‘Refereeing can be a very lonely place’ says former National League North official

Kelvin Sarsfield was a referee at National League North level

Former National League North referee Kelvin Sarsfield says being an official can be a ‘very lonely place’.

Towards the end of 2020, chief executive of Ref Support UK, Martin Cassidy says there was a ‘massive rise in mental health support requests.’

Sarsfield, 39, is now taking charge of grassroots football in Burnley and spoke about the differences between refereeing in the National League North.

“At National League, what I would class as abuse does increase quite a bit,” says Sarsfield, who was also an assistant referee in the National League Premier Division.

“Players question your decisions constantly as we’ve come to accept in football but the actual level of personal abuse the further I’ve gone up the pyramid, I wouldn’t say I received it a lot.

FA has launched a campaign to help grassroots referees (credit: Ben Stewart)

“Down at grassroots when I was starting off, I once sent a player off who was a substitute who screamed at the top of his voice ‘You’re just a f*****g c**t referee. I would say it (personal abuse) is more prevalent at grassroots level or Sunday League football.

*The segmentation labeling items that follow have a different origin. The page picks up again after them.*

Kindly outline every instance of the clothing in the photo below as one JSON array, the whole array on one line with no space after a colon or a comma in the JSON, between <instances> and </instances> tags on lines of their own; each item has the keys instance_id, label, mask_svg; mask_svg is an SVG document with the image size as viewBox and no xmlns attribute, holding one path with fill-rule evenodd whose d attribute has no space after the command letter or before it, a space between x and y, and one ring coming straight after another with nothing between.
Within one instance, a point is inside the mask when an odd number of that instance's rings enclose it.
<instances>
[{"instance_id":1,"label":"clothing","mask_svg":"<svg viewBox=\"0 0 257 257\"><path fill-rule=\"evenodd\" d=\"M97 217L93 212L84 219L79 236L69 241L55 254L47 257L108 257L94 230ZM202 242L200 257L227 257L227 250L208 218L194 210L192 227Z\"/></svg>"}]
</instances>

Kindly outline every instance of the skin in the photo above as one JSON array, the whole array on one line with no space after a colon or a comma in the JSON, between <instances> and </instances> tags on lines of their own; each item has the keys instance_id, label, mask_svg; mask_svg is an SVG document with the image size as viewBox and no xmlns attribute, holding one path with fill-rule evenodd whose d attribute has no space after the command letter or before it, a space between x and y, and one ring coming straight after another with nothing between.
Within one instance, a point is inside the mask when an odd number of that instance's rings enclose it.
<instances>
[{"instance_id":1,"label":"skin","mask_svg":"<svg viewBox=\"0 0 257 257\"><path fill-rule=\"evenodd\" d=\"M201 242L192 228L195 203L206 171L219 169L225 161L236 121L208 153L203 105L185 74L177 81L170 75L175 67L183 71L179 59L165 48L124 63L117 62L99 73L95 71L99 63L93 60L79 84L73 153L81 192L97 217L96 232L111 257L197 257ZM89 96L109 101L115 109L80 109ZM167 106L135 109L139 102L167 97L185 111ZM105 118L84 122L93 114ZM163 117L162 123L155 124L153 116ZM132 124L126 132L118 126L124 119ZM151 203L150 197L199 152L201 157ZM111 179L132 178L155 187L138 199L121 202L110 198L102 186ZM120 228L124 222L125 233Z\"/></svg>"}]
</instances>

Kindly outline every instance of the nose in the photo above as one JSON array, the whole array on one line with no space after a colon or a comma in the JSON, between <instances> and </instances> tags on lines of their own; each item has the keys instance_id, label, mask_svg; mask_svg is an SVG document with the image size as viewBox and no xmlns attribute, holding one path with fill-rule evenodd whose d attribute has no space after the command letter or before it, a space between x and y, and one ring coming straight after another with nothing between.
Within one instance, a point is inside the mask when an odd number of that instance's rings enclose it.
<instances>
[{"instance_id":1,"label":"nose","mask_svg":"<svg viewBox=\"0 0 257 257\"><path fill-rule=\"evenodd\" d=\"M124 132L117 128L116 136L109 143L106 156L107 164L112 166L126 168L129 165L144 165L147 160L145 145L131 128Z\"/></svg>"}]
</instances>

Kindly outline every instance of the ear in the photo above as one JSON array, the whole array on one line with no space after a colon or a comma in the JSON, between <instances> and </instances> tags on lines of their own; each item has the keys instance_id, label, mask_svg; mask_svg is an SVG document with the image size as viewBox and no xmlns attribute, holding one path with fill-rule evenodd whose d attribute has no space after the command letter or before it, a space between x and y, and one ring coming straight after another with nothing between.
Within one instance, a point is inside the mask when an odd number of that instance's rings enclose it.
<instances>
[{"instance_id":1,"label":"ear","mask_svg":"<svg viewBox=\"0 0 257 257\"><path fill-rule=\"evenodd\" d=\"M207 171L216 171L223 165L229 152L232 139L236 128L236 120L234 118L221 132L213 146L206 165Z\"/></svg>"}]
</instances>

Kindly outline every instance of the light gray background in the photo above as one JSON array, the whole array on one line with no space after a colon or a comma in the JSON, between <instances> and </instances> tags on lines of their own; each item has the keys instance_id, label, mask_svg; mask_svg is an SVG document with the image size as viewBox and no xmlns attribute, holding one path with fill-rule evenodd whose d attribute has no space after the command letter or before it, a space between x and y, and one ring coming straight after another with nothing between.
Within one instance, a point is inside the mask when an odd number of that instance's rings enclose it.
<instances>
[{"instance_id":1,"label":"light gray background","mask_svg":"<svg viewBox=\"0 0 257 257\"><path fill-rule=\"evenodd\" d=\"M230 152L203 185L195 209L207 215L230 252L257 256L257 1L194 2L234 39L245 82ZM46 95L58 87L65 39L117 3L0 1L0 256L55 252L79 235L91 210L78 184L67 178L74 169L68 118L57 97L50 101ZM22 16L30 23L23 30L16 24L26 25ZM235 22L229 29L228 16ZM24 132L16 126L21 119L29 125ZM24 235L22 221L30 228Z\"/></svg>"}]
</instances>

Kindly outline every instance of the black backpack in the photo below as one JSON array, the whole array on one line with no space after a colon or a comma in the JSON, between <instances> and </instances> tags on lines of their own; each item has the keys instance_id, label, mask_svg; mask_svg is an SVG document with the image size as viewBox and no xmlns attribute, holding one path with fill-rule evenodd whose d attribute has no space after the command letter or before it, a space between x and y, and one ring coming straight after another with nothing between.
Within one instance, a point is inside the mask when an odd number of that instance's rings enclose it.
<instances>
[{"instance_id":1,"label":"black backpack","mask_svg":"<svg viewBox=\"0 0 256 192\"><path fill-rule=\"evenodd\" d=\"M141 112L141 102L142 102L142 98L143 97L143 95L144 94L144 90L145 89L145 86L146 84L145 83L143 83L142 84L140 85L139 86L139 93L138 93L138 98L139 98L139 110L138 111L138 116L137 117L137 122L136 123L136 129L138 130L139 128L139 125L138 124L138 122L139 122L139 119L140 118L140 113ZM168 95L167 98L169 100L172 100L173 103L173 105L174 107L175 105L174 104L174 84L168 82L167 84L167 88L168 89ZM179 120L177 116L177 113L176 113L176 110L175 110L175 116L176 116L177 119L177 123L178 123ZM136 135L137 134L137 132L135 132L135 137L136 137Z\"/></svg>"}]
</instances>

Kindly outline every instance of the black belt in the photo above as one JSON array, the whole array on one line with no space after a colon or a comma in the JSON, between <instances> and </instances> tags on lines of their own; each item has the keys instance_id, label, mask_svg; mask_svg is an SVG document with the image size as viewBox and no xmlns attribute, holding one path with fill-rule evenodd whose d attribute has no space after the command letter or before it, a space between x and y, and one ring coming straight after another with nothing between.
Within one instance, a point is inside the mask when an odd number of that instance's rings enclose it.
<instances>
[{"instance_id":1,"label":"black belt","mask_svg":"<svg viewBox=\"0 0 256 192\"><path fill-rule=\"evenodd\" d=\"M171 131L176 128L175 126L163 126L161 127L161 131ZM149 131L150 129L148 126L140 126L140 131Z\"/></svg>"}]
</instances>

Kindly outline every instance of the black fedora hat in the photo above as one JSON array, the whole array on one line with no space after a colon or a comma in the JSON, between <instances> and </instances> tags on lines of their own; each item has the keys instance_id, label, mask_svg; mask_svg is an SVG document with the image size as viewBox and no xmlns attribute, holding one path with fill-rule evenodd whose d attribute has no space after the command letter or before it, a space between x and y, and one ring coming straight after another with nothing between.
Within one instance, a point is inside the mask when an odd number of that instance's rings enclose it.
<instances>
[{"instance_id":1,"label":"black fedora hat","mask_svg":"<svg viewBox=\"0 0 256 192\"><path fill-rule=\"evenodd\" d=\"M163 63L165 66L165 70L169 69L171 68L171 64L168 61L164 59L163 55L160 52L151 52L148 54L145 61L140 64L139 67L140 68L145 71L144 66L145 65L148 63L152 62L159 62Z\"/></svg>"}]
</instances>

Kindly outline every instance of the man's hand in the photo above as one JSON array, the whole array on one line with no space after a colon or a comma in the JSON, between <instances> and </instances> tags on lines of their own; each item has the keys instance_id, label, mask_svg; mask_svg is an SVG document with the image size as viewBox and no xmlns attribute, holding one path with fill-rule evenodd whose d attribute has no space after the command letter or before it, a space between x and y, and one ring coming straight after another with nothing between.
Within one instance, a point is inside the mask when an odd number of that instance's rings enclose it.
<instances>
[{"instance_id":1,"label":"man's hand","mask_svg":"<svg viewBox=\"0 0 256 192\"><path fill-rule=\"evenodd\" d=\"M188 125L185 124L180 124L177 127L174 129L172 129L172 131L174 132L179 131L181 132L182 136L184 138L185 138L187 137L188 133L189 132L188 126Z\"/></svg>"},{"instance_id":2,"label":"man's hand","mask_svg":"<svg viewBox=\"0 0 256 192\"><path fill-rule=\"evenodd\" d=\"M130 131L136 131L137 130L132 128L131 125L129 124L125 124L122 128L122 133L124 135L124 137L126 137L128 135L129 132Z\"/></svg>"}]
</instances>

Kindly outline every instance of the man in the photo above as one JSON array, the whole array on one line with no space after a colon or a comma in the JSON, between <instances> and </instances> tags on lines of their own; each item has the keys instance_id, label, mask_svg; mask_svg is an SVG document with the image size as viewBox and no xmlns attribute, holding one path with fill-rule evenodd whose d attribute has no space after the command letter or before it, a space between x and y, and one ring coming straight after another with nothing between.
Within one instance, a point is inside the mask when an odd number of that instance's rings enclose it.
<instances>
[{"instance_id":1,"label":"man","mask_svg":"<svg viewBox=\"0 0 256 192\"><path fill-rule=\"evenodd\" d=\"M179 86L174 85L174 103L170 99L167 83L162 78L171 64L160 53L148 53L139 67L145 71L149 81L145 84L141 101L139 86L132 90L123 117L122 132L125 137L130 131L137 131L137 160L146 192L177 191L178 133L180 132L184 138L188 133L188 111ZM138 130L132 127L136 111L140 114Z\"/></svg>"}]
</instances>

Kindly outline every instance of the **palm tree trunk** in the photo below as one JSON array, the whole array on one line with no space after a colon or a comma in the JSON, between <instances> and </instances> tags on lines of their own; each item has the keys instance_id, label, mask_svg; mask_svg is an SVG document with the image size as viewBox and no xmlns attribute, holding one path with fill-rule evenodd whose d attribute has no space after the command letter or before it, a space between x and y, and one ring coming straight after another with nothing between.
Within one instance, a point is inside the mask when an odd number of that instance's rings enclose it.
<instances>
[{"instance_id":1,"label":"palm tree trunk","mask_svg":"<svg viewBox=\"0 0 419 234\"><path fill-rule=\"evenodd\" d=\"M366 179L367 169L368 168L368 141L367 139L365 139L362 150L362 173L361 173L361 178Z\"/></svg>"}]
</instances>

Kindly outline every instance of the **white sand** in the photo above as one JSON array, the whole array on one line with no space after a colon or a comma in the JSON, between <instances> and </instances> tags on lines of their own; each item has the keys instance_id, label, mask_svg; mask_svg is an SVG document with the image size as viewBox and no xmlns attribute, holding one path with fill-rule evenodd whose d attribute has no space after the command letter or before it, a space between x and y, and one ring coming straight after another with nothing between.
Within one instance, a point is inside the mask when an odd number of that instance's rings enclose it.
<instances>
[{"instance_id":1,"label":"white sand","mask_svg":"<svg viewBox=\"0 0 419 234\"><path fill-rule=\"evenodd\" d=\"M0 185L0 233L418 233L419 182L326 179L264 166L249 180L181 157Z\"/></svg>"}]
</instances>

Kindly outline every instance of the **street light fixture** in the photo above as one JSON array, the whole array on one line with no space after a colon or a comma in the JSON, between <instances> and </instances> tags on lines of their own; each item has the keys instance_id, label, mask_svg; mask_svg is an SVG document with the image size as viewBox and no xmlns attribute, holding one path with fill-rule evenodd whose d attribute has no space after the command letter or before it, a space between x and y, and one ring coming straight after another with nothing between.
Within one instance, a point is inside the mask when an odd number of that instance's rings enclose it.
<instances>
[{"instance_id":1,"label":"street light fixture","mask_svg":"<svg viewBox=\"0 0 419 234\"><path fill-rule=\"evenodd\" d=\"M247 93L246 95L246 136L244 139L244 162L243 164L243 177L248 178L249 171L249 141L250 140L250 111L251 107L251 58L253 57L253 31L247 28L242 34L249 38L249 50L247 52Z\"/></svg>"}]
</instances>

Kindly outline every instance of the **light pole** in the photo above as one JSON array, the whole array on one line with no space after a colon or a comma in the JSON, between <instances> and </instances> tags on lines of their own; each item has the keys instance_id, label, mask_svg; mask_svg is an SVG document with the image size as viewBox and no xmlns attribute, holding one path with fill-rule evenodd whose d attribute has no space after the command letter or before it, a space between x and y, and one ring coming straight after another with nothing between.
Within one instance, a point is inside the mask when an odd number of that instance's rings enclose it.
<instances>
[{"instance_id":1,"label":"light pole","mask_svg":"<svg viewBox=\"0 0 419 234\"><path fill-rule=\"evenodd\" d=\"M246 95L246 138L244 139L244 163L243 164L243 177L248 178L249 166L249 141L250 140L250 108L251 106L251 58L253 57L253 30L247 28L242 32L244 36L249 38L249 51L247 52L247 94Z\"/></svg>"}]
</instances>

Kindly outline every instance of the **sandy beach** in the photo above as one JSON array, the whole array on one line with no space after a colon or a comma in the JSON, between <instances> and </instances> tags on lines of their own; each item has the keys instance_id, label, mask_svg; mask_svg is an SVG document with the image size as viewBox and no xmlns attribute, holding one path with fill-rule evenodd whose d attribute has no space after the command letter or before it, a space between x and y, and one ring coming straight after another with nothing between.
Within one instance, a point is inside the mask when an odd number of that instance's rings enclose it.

“It’s a very lonely place and it was right at the start of my refereeing career. You’re all on your own.

“I was lucky with the fact that I was 23 and a bit older than a younger referee but it wasn’t nice going up to a grown man and asking him to leave the venue because of the abuse that had been directed at me.”

Research conducted by the University of Portsmouth found that three in five referees in England experienced verbal or physical abuse every couple of games.

The research – published in a book called ‘Referees, Match Officials & Abuse’ – found 93.7 per cent of match officials they interviewed said they have experienced verbal abuse. This is significantly higher than other sports such as rugby (53.7 per cent).

Sarsfield, who is based in Burnley, believes the FA is trying to combat abuse – but more needs to be done:

“I do think they are trying slowly (to put measures in place to prevent abuse). The FA have just released a mental health aspect and they are promoting that on Facebook.

“We’ve got some really fabulous support groups, there’s one called ‘Ref Support’ which offer an unbelievable service but I do think sometimes the punishment for abuse at grassroots level doesn’t fit the crime.

“I went to an appeal for a manager being sent off for pushing a 14-year-old child and as a support mechanism for this child I wasn’t allowed to speak, so it all had to be the child’s word.

“It wasn’t a child like environment whatsoever, it was very formal, very scary for a 14-year-old to be in that situation.

“The coach in question was found guilty and was given a six-week suspension which coincided with the summer break. “The FA couldn’t understand why I wasn’t happy with how it was handled.”